A guy I used to drink beer with, who is actually my Dad's age, once told me why people do drugs. "90% of the time," he said, "it's not fun. But you're trying to recreate that one magical time when it was awesome." So that's why I often catch myself taking up the cause of great music. Because once upon a time there was this girl who basically liked whatever was on the radio, but I could tell that she was smart so I told her about some obscure bands. I even made a few mix tapes. And as near as I could tell it worked. She really liked these new bands. Unless of course she was just paying lip service, which I doubt since she shot down every advance I ever made. But ever since then I've thought that exposing people to The Jayhawks was a worthwhile endeavor. Even if it fails 90% of the time, when it succeeds it's High Fidelity. But a 10% rate of success does not a smart life-plan make. Better to surround myself with people who already like The Jayhawks.

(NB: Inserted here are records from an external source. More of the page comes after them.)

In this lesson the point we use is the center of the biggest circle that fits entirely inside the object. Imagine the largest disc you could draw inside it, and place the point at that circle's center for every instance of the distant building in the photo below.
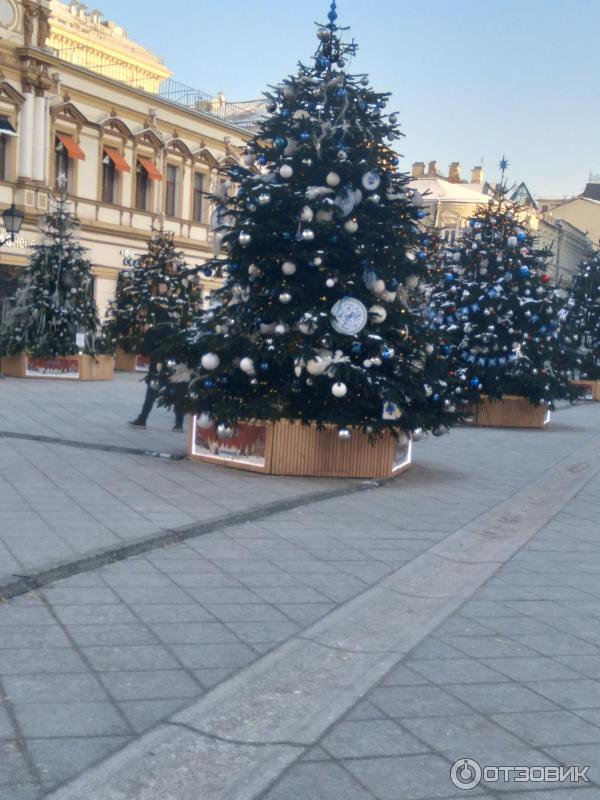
(583, 211)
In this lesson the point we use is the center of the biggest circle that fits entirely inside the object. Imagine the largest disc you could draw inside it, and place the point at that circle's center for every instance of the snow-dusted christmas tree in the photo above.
(160, 289)
(323, 242)
(497, 316)
(54, 300)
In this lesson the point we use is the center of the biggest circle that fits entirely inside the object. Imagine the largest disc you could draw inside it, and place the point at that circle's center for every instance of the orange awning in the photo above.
(153, 173)
(120, 164)
(71, 146)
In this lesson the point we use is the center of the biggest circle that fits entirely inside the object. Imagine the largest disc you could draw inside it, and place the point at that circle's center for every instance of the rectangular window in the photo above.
(109, 181)
(198, 197)
(63, 167)
(142, 188)
(4, 151)
(172, 191)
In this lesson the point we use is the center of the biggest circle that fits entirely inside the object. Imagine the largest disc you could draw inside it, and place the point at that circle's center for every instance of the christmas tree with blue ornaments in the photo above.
(497, 314)
(320, 249)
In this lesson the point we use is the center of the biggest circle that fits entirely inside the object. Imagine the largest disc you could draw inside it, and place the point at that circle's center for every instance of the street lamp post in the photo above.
(12, 218)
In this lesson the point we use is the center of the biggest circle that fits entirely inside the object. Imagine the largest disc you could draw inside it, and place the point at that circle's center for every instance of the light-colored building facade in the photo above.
(133, 160)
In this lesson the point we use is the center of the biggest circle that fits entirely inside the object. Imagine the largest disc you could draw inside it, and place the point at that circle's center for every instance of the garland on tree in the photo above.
(54, 300)
(160, 289)
(321, 244)
(497, 315)
(582, 317)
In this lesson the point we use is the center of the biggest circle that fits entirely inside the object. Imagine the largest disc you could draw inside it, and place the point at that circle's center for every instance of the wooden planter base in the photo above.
(592, 388)
(287, 448)
(510, 412)
(130, 362)
(70, 368)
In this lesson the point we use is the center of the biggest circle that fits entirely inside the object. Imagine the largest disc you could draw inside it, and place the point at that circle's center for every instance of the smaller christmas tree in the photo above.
(161, 289)
(497, 314)
(582, 317)
(54, 301)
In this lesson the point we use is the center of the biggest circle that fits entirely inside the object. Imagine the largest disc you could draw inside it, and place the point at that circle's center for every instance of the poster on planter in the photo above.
(403, 455)
(142, 363)
(57, 367)
(246, 446)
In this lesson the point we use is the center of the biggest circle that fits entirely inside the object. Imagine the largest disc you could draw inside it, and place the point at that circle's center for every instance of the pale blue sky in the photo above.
(470, 78)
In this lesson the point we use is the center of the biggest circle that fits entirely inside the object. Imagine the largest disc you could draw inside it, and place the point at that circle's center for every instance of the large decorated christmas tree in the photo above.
(582, 317)
(497, 314)
(159, 289)
(54, 301)
(321, 244)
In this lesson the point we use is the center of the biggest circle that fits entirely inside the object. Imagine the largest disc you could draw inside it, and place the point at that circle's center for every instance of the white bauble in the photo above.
(377, 314)
(324, 216)
(210, 361)
(317, 365)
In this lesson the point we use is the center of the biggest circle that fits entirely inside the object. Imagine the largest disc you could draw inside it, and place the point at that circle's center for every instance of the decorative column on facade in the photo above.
(26, 133)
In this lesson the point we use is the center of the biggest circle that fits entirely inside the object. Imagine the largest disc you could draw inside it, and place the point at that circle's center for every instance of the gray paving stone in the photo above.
(143, 714)
(64, 688)
(150, 685)
(213, 656)
(13, 767)
(60, 759)
(416, 701)
(320, 781)
(29, 661)
(49, 720)
(370, 738)
(135, 657)
(488, 698)
(417, 777)
(467, 670)
(193, 633)
(542, 728)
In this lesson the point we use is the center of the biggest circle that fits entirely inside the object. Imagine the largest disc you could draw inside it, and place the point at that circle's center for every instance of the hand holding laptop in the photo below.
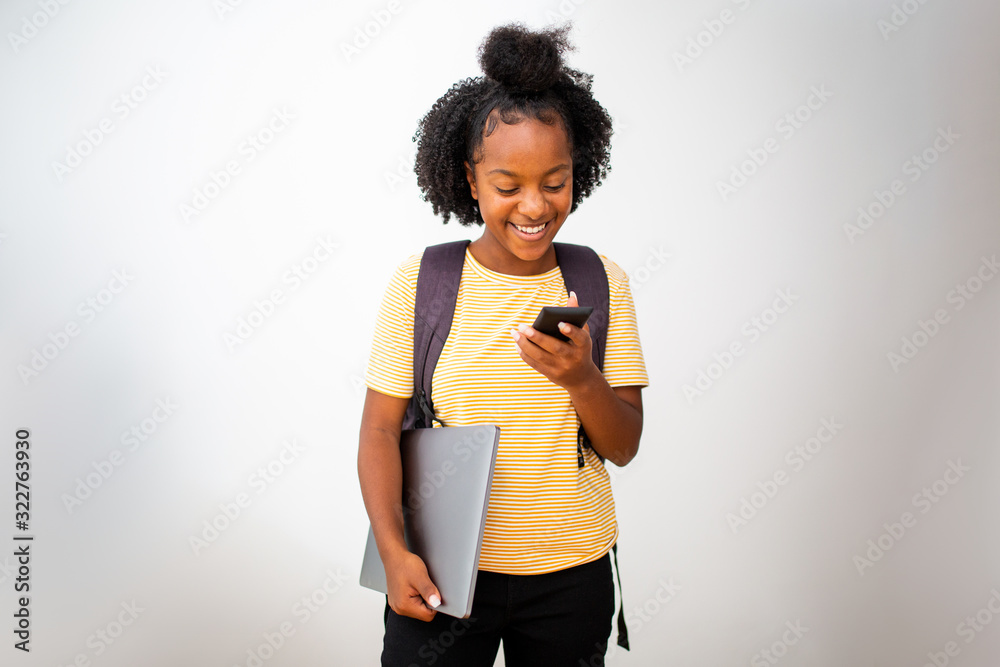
(411, 591)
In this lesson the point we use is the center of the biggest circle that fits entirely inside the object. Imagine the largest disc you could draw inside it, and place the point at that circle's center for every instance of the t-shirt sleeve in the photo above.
(624, 364)
(390, 361)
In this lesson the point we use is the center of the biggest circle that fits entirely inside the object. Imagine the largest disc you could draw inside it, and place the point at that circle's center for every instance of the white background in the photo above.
(892, 76)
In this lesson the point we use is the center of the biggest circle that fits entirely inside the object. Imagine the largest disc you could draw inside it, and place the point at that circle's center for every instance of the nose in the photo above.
(532, 204)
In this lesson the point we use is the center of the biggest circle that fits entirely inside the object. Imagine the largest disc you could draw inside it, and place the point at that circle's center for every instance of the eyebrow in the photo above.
(510, 173)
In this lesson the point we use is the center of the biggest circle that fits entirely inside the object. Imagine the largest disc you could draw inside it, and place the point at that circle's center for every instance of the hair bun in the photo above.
(522, 60)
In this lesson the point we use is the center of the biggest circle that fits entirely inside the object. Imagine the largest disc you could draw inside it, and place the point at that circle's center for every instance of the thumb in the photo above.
(430, 594)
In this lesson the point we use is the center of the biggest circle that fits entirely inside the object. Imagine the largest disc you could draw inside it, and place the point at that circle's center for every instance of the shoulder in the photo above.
(617, 277)
(407, 270)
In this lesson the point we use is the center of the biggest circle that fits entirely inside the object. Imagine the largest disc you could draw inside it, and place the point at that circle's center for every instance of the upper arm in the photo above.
(631, 395)
(383, 412)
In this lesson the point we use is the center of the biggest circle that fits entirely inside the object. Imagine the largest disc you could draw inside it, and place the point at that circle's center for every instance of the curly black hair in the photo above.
(525, 78)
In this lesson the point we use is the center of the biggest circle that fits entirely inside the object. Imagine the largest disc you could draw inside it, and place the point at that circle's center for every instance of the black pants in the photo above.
(559, 619)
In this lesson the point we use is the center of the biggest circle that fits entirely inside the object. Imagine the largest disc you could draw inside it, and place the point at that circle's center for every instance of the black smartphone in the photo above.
(550, 316)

So, being in The Lobby. Getting closer to The Elevator.
I feel like I'm just scratching the surface of this thing we have happening right now in Portland. But it's a great feeling. I know people who are Making It. When I first started writing this blog a couple years ago, it was because I took a long hard look in the mirror. I couldn't pay my rent, I was about to turn 29, and I had hoped to achieve some sort of financial security by the time I was 30. I evaluated all my strengths and weaknesses and was honest with myself, for the first time ever, with what I thought I could actually do long term occupation wise. The only option that made sense was Musician. It seemed the likeliest of all scenarios. But that notion was a hard sell to pretty much everyone else in my life at the time. Now that I am surrounded by folks who are making a go of it, and some who have already succeeded, it validates my notion. Call me crazy, but I'm starting to feel less like if and more like when.

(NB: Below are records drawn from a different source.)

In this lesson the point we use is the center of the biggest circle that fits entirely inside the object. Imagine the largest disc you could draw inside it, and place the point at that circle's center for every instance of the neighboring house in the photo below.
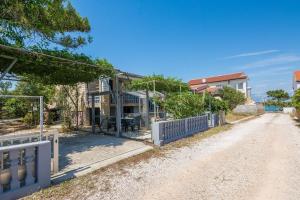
(239, 81)
(296, 80)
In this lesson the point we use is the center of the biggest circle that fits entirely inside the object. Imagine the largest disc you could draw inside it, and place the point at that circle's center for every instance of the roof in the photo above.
(213, 79)
(297, 75)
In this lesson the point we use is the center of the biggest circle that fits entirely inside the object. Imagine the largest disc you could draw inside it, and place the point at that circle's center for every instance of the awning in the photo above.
(52, 67)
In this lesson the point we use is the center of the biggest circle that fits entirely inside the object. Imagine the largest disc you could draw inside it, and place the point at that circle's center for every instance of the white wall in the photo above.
(233, 84)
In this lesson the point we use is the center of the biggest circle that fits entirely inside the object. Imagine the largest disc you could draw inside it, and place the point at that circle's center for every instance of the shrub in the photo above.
(232, 97)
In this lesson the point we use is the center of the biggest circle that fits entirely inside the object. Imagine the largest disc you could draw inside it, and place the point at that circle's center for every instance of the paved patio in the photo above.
(84, 153)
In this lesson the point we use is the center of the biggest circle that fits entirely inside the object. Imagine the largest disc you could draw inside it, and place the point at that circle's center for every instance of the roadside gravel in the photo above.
(257, 159)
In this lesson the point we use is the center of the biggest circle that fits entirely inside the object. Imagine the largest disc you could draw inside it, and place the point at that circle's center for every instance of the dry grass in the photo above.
(72, 189)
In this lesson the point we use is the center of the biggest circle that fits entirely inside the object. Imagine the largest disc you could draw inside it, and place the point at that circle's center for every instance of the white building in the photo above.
(239, 81)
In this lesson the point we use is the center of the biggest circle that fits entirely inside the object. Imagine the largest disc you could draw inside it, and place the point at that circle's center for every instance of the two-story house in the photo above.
(238, 81)
(133, 103)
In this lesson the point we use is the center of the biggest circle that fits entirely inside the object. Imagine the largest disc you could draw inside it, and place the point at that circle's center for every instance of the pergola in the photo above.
(52, 67)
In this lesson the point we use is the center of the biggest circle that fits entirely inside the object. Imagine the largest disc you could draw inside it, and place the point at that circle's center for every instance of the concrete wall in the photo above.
(25, 168)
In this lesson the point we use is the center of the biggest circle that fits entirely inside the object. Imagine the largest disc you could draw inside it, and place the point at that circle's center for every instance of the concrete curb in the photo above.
(242, 120)
(63, 176)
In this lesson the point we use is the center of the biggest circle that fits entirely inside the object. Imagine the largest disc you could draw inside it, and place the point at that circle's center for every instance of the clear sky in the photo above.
(193, 38)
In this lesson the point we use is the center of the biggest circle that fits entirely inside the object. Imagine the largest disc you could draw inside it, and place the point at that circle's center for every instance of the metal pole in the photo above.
(118, 108)
(154, 104)
(180, 89)
(8, 68)
(41, 116)
(93, 115)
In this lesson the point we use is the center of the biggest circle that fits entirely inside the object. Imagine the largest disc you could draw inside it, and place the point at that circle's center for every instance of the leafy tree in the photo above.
(42, 22)
(232, 97)
(214, 105)
(183, 105)
(162, 84)
(4, 87)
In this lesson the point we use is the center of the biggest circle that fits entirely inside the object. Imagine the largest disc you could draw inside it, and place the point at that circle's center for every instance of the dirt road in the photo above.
(257, 159)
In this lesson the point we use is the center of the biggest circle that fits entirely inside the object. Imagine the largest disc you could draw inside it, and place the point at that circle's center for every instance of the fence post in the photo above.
(156, 133)
(1, 168)
(14, 162)
(55, 153)
(186, 128)
(44, 164)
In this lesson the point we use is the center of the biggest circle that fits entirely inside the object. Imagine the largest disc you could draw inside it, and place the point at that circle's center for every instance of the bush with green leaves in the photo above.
(215, 105)
(232, 97)
(183, 105)
(278, 98)
(31, 119)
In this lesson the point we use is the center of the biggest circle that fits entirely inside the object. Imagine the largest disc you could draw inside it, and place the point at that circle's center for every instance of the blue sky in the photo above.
(193, 38)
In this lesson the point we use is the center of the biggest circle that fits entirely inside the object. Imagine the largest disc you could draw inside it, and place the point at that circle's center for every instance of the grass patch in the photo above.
(74, 188)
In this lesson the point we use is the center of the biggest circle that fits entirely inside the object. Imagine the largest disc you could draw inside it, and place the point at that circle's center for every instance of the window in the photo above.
(240, 86)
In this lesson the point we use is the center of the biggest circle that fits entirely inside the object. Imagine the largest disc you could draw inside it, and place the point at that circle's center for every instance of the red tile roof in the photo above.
(213, 79)
(297, 75)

And the best part is, I don't even care when when is. I'll always find a way to make the rent and the car payment and to eat, drink, and be merry. So long as I'm on the path, I'm headed in the right direction. Even if I never get there, the trip will be fun.

Tuesday, May 3, 2011

It's Been WAY Too Long

Good Lord, I have neglected this blog. Mainly because A) I'm certain nobody ever reads it and B) I've been really busy. But I realized that my email signature has a link to this site, so I figured I'd best put something semi-current up in case someone ever winds up here.
So when I started the goal was to keep a running diary of my progress as I try to find a way to make a living by playing music. I suppose if someone didn't know me and were following this blog (again, highly unlikely) they could take my lack of updates two different ways: Either I am too busy touring with Duran Duran to update, or I gave up and am working at Pizza Hut. Well neither is correct, although I am working (mercifully) at Pizza Hut.

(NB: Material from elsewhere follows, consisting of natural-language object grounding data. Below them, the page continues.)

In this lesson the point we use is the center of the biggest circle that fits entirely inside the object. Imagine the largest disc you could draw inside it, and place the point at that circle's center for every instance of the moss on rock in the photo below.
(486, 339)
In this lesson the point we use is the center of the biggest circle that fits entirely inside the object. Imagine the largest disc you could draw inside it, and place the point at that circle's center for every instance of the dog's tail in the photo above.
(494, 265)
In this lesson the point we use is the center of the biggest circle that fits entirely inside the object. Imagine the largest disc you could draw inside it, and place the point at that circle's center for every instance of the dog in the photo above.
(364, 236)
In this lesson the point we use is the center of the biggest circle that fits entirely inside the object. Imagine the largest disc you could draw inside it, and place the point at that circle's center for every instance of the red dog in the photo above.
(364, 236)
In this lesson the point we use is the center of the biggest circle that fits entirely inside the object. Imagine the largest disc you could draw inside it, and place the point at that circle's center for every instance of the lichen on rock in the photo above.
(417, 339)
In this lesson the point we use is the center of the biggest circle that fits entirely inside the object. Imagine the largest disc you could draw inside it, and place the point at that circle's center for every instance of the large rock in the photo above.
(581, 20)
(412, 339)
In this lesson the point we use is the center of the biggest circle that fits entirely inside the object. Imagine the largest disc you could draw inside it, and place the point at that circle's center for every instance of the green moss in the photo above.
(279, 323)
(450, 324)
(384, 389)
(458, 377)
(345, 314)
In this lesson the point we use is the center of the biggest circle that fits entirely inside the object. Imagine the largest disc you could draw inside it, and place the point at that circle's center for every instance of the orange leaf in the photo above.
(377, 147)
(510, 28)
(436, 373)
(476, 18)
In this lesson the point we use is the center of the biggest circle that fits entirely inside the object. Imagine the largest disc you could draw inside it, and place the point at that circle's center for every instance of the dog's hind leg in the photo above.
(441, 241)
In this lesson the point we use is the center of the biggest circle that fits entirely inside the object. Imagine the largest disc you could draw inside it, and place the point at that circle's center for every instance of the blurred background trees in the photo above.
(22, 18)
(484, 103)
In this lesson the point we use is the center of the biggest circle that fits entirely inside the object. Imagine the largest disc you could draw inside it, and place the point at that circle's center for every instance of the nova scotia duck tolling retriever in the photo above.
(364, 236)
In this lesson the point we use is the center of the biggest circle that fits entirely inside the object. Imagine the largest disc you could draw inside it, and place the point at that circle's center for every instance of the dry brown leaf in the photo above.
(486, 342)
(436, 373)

****TANGENT**** Pizza Hut sucks ass and no one should ever work there or eat their food.

The truth is I've been playing my ass off. Still haven't made a dime, but the important lesson is that's okay. I already am a successful musician, because I play music well and sometimes people even watch / listen and enjoy. The most notable development has been my singing ability. I took some lessons and worked real hard and I'm proud to say that I am now a very capable harmony singer. Also I've done a bit of writing. I've always had things to say, and through Trampoline! I've finally found a way to say them.
So for those keeping score at home, I can be found playing in 3 bands:
Bradley Wik & The Charlatans, which just recorded an album which will come out hopefully in a few months
Trampoline!, which just recorded a demo that, while not totally finished, can be found on the intertubes
and Melville, which is a brand new band and we are playing out first show tomorrow night.

I guess that's all for now. I'll try to stay more on top of this thing.